Cubism and Surrealism
The application of new concepts and techniques were important to the cultural formation of art, literature, and film because it helped define this formation as it own art movements in history. These artists during the mid 19th century to the mid 20th century were innovated people whose works were unorthodox and experimental. They helped shape and expressed their importance to these movements.
It was 1906; Pablo Picasso went to an exhibition and saw Paul Cézanne’s “Les Grandes Baigneuses”. Cezanne died during that year. The Spanish artist completed the painting “Les Demoiselles d’Avigon” in 1907, which was the first controversial piece of cubist art. This painting turned out to be a large body of work and had a rose and blue pattern to it. There was a relationship between the figure and the ground that helped describe this new artistic style.

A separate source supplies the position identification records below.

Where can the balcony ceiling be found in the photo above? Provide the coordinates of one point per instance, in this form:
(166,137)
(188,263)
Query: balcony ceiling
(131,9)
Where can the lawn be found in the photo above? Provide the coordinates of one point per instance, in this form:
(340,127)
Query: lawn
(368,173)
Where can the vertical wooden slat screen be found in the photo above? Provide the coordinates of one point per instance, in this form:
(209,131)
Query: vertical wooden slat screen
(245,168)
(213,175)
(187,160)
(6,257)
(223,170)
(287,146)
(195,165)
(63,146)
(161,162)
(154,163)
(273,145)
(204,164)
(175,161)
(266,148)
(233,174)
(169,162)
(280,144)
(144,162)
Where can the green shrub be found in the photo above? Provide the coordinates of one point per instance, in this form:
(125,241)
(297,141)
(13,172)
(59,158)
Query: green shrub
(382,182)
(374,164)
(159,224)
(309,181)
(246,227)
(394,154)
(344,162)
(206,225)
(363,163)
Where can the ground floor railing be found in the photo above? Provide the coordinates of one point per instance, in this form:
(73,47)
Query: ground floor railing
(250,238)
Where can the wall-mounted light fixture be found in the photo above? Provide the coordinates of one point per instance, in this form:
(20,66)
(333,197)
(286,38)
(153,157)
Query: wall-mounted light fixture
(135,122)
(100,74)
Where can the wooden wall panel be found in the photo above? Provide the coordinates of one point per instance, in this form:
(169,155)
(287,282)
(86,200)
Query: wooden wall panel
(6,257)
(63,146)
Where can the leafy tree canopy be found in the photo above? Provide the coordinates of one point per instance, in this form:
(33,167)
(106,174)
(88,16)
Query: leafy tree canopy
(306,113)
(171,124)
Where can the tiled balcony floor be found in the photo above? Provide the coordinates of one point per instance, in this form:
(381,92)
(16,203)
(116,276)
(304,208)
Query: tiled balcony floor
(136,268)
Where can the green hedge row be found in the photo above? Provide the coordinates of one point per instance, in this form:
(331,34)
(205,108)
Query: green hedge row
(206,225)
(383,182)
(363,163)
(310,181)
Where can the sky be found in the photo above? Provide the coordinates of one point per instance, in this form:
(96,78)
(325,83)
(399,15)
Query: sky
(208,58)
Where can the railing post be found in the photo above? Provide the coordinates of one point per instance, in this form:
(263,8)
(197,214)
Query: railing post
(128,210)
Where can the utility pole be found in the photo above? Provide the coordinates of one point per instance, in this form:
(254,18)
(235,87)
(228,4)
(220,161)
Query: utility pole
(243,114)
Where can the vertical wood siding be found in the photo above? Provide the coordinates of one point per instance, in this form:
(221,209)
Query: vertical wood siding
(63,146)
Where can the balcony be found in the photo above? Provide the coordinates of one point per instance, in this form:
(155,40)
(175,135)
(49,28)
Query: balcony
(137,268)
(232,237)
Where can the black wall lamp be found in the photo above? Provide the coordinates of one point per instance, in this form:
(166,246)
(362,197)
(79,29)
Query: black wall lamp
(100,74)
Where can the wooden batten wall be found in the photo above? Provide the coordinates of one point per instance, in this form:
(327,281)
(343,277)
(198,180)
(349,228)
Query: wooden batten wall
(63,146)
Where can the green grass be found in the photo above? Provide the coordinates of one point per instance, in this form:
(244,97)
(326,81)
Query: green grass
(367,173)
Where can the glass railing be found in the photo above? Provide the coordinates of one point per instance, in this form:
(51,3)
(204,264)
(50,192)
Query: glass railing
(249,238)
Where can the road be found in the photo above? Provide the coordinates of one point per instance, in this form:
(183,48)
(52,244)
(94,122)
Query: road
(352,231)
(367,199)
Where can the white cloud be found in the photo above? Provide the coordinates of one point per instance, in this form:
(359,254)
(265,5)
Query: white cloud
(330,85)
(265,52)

Cubism was formed by replacing the typical natural, detailed style of westernized paintings and introduced flat, block colours and inconsistent shapes such as cubes, squares, and triangles. Cubism definitely broke the flatness and optical involvement with the medium of art as of Impressionism. It became a reaction against this movement. Cubism became an art about art. It was an intermediated relationship between thought and experience. There were different ideas that were taken to help create this movement. Starting from Paris to ancient Spanish culture to African symbolic art.

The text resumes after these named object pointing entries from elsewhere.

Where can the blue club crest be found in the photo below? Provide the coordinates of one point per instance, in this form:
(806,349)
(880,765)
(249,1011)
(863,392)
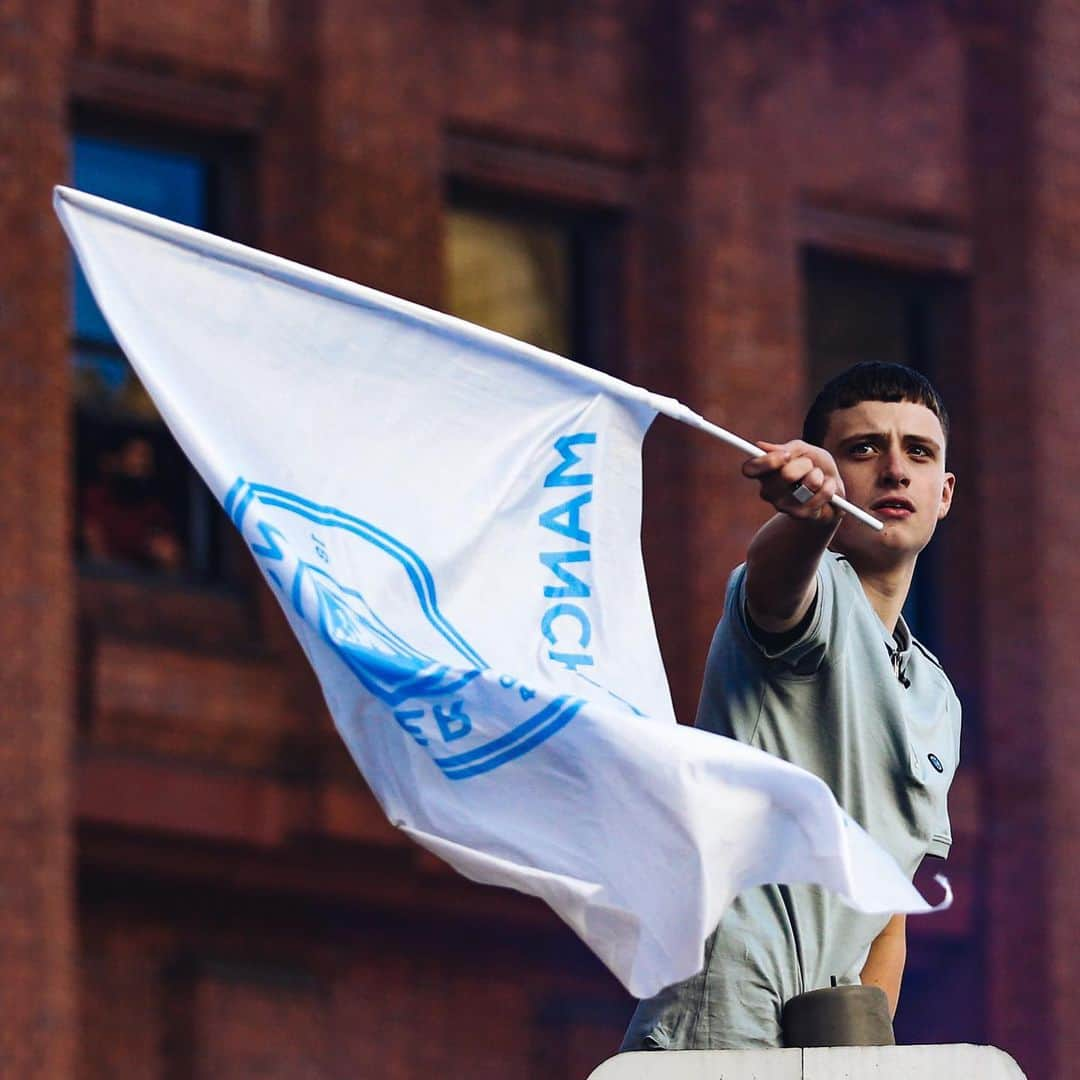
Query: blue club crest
(327,566)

The artistic styles on these paintings were linear marks to indicate shadows to help flatten out the image. These paintings were aggressive and really sharp. Typically, Cubism in Picasso, was one of the fully development instances of critical self-consciousness in the modern era. It had no iconography only figures, still life, and very occasionally a landscape. It was during this time that the belief of modernism that form and content are not separable and that form is content and content is form.